Alexandre Carpentier, a neurosurgeon at the Pitié-Salpêtrière Hospital in Paris, used ultrasound to open the blood-brain barrier in patients with recurrent glioblastoma, the most common and deadly tumor originating in the adult brain—allowing for delivery of chemotherapy that would otherwise reach the tumor in minuscule amounts. The preliminary results of the early phase clinical trial were reported Wednesday in Science Translational Medicine.
The procedure works by first injecting microbubbles into the bloodstream and then using a device implanted near patients’ tumors to send ultrasonic soundwaves into the brain, exciting the bubbles. The physical pressure of the bubbles pushing on the cells temporarily opens the blood-brain barrier, letting an injected drug cross into the brain.
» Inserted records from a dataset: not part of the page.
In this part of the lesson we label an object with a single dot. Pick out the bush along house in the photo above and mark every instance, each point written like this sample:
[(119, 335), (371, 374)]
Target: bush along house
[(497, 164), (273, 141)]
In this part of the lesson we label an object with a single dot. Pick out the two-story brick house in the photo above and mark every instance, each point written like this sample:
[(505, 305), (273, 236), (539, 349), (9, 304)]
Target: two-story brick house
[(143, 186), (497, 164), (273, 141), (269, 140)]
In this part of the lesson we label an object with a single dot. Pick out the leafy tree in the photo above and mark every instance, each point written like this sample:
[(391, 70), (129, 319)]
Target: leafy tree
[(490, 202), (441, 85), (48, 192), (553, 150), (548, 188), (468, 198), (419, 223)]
“People for years have been trying to open the blood-brain barrier,” said Neal Kassell, founder of the Focused Ultrasound Foundation. The device, called SonoCloud, was implanted and used on 15 patients during monthly chemotherapy with no ill effects after six months.
Although this is the first published study using ultrasound to open the blood-brain barrier in humans, it is not the first study to hit the news. In November, a team at the Sunnybrook Health Sciences Centre in Toronto announced the start of a clinical trial to open the blood-brain barrier using ultrasound in a single brain cancer patient. Carpentier’s trial, on the other hand, began in July 2014, and Kassell said the French study “is the first time they’ve shown the safety of repetitively opening the blood-brain barrier in humans.” Both clinical trials are ongoing.
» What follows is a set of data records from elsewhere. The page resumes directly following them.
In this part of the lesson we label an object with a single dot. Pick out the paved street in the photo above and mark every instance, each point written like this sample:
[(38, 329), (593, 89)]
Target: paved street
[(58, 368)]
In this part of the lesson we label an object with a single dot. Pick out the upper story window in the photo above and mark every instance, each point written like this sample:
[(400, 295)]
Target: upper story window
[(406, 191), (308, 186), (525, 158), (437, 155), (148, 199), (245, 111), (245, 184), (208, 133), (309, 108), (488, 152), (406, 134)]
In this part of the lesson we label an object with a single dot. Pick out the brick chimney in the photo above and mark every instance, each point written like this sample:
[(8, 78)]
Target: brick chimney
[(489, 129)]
The Sunnybrook trial used a focused ultrasound device, which is good for pinpointing localized cancers. In contrast, SonoCloud emits ultrasound more diffusely, which is useful for glioblastomas that blend into surrounding brain tissue. “It seems a little more aggressive to implant something,” Carpentier said, but the wider-ranging ultrasound opens a larger swath of the blood-brain barrier. This enables chemotherapy drugs to reach cancer cells around the periphery of the main tumor, hopefully reducing the chance that the cancer will grow back.
Carpentier, who invented SonoCloud and founded its parent company, CarThera, says the most surprising part was the patients’ response to the implant. “The patients don’t feel anything when we emit ultrasound,” he says. “And they actually don’t complain about it. It was set up in the protocol to remove it after six months, but patients don’t want to remove it.”
He is now designing the next phase of the clinical trial to determine how much more effective the chemotherapy is with an opened blood-brain barrier. Carpentier says the technology is a “huge opportunity” to improve treatment of many diseases. He is also beginning work on a trial with Alzheimer’s patients, since studies in mice have showed that merely opening the blood-brain barrier with ultrasound helps remove the amyloid-β protein thought to be responsible for Alzheimer’s without using any drugs.
The ultimate goal of ultrasound therapy is “to be able to repetitively and reversibly open the blood-brain barrier in a non-invasive, targeted, and focused manner,” Kassell says. “This is one more step toward that goal.”